I first published this here on DKos on June 26, 2011. Little did I know … the sad and profound significance that this topic would have so many years later. In the age of Trump, this is an even more vital discussion.
Boys, let us get up a club. With those seemingly innocuous words, six restless young men raided the linens at a friend’s mansion, pulled pillowcases over their heads, hopped on horses, and cavorted through the streets of Pulaski, Tennessee. They named their club the Ku Klux Klan and began patterning their initiations after fraternity rites, with secret passwords and mysterious handshakes. All too soon, this self-proclaimed Invisible Empire with across the South.
My years in middle and secondary classrooms have been filled with discussions in teacher's circles, about how to find non-fiction materials that address important, hot-button topics. I've often been asked to help facilitate discussions about racism. Effective literature is crucial to producing outcomes that educators can measure and in developing teaching strategies to utilize and improve upon. A theoretical framework is key, as well as academic "meat" for young learners to sink themselves into.
Controversial social issues need to be addressed in a manner that is thorough and engaging for young learners, while remaining accessible. Thus, I was delighted when I received a review copy of They Called Themselves the K. K. K.: The Birth of an American Terrorist Group. As the only book for young adults written about this important historical topic, it will be especially useful for workshops, specific instructional units, and as a resource for ongoing activities across the curriculum. Author Susan Campbell Bartoletti makes extensive use of congressional testimony, interviews, journals, diaries and slave narratives to allow the players to speak in their own voices as much as possible.
Bartoletti chronicles the growth of this home-grown terrorist organization, which managed to spread and grow in spite of, and sometimes abetted by, America’s democratic government.
To research the book, Bartoletti attended a Klan Congress held in the Ozark mountains. There, she went to rallies, listened to speeches, and perhaps most chilling of all, met people that, from casual conversation, might have been her neighbors, colleagues, or even possibly friends. It was only when the discussion turned to the “silent majority” of the Klan that she saw the basis of hate and racism that bound these people together.
Bartoletti also used first-hand accounts and original images to chart the clandestine group’s growth from that first meeting in 1866; she pored over 8,027 pages of congressional testimony, 2,300 slave narratives, and countless contemporaneous newspapers and diaries.

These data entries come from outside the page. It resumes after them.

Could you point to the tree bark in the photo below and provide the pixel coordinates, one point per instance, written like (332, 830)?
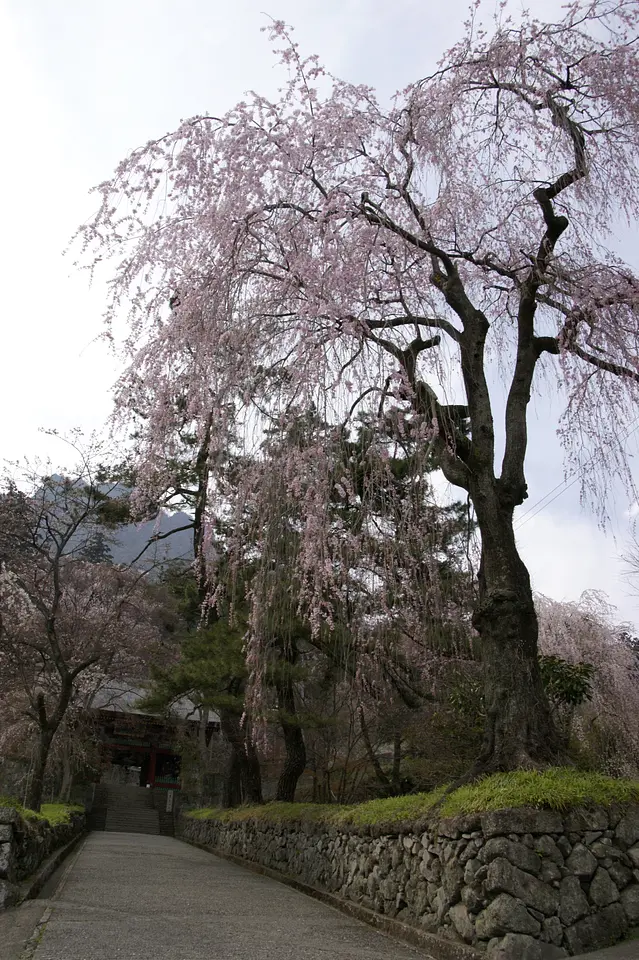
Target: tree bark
(372, 756)
(520, 731)
(33, 799)
(67, 777)
(396, 782)
(295, 762)
(245, 762)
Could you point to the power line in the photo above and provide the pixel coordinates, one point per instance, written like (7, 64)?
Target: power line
(532, 511)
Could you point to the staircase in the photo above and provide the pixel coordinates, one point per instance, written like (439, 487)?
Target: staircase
(128, 809)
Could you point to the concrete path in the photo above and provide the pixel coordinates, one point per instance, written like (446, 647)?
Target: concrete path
(137, 897)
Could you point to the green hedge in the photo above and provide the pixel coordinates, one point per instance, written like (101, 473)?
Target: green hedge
(54, 813)
(559, 788)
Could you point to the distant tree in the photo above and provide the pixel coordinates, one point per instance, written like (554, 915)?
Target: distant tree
(96, 548)
(596, 686)
(323, 248)
(64, 622)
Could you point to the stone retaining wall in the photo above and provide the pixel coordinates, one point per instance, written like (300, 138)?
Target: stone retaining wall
(25, 845)
(518, 884)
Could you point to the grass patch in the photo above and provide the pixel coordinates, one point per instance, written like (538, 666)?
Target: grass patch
(53, 813)
(559, 788)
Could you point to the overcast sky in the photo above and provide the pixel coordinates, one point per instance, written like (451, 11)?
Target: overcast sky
(83, 83)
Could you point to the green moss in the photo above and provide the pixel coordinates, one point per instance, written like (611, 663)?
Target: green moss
(559, 788)
(54, 813)
(59, 812)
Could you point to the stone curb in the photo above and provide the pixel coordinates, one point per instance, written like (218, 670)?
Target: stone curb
(437, 948)
(30, 888)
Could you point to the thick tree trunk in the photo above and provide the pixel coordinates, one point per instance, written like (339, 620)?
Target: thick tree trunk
(295, 762)
(232, 791)
(372, 756)
(245, 759)
(33, 799)
(396, 782)
(67, 777)
(520, 731)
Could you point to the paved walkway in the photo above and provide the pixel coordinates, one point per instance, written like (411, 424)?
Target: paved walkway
(137, 897)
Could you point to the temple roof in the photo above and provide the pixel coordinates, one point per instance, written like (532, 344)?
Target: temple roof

Readers will see interviews with the first Grand Wizard, Nathan Bedford Forrest; death threats toward white opponents of the Klan printed in newspapers; photographs of and journal entries from persecuted black Americans; and editorial illustrations published in Harper’s Weekly.
Even the chapter titles are quotes taken from Klan members, their victims, or opponents. Bartoletti’s clear outline of historical events, complemented by these personal stories and images, create an unforgettable picture of how this group of hatred grew and spread. The book includes a Civil Rights Time Line and an extensive Bibliography and Source Notes section, which is compelling reading in its own right.
And in 2011, I continued:
I have often been asked to perform my author visits and workshops in schools that have recently experienced racial hostility and violence. Thus, in addition to being there as a role model from the Black literary community, it will be exciting to have children and teachers offer written responses to this latest work by Bartoletti.

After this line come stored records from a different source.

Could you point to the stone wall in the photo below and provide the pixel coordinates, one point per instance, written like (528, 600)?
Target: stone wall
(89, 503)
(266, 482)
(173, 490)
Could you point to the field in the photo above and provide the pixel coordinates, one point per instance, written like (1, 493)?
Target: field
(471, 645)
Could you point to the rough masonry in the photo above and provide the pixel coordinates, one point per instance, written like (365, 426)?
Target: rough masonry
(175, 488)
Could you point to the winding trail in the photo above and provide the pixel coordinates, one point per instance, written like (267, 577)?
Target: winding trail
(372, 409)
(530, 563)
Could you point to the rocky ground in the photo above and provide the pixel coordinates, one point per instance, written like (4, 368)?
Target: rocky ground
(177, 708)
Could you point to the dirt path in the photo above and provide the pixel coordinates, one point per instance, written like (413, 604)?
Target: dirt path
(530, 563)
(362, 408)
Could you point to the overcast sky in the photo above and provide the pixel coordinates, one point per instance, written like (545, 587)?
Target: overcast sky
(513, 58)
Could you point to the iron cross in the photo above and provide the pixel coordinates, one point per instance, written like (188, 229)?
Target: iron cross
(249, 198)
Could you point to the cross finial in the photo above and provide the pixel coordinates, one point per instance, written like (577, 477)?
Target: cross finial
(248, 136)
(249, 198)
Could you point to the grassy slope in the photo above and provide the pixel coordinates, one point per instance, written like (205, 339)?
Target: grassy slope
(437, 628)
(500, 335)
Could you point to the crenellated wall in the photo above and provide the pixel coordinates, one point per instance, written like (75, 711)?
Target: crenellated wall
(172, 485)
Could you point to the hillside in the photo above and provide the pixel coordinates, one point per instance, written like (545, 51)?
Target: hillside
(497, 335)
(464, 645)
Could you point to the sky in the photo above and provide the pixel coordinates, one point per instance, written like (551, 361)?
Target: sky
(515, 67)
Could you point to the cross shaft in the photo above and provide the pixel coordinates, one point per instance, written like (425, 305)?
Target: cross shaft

This diary is an extension of an ongoing dialogue with Bartoletti. The author will be responding to reader thoughts here on Kos, through future Book Bear diaries, as well as in other forums and academic journals. With students in schools around the country, some very interesting discussions and teachable moments should arise as we interact with this book ... from and within the inevitable tension.
With this August 13, 2017 Chicago Tribune headline in my mind: 3 dead, dozens injured, amid violent white nationalist rally in Virginia, I will reach out to the author, yet again.